Does multichannel retail still have a chance?

‘Is multichannel passé?’ asks a recent study of omnichannel, multichannel and cross-channel retail in Germany by EY Parthenon and Arvato. Compared to ‘pure players’ (online-only retailers), multichannel providers often have only a relatively low share of the e-commerce market. Besides that, in most product ranges, the leading online retailer is a pure player operating more profitably than its multichannel counterparts, according to the report entitled ‘The king is dead. Long live the king!’.

The German retail market has been stagnating for years, with consumer spending decreasing in several product categories. The textile market in Germany declined by 3.3% in just one year (2016 to 2017), for example, and spending on food and drinks fell from 14.4 to 13.9% between 2007 and 2015.

Despite this, online retail continues to grow at double-digit rates. The internet pure players make the most significant contribution to this dynamic growth, according to the report findings, while most brick-and-mortar retailers are struggling to defend their offline market share in the online world. The leading online retailers in most categories are pure players who only operate physical stores as a marketing tool, if at all.
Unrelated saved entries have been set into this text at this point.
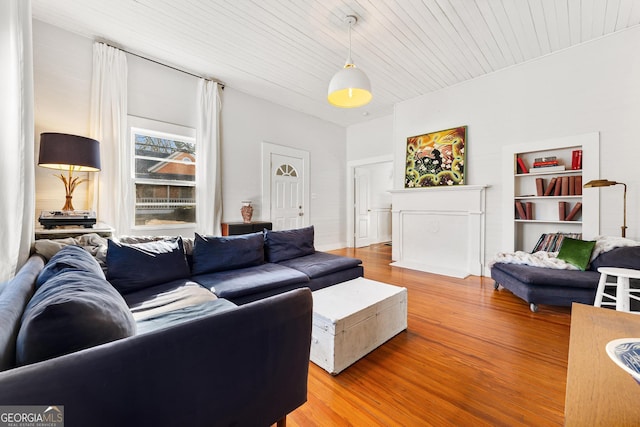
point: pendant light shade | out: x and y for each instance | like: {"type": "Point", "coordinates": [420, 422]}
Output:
{"type": "Point", "coordinates": [349, 87]}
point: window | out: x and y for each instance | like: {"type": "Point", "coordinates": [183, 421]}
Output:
{"type": "Point", "coordinates": [164, 175]}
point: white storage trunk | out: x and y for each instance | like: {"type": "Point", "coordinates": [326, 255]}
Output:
{"type": "Point", "coordinates": [351, 319]}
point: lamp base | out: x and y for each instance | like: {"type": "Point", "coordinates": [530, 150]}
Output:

Multichannel concepts doomed?

The study concludes that multichannel presence does not automatically create value for the client, plus that additional channels increase complexity, resulting in substantially costlier business systems. Nevertheless, the report refutes the claim that multichannel concepts are doomed. The key message is that, rather than clinging on to silo-based thinking, retailers should establish a model based on authentic customer requirements and selectively integrate processes, organizational and data worlds to achieve a higher system efficiency. That will enable them to generate true value.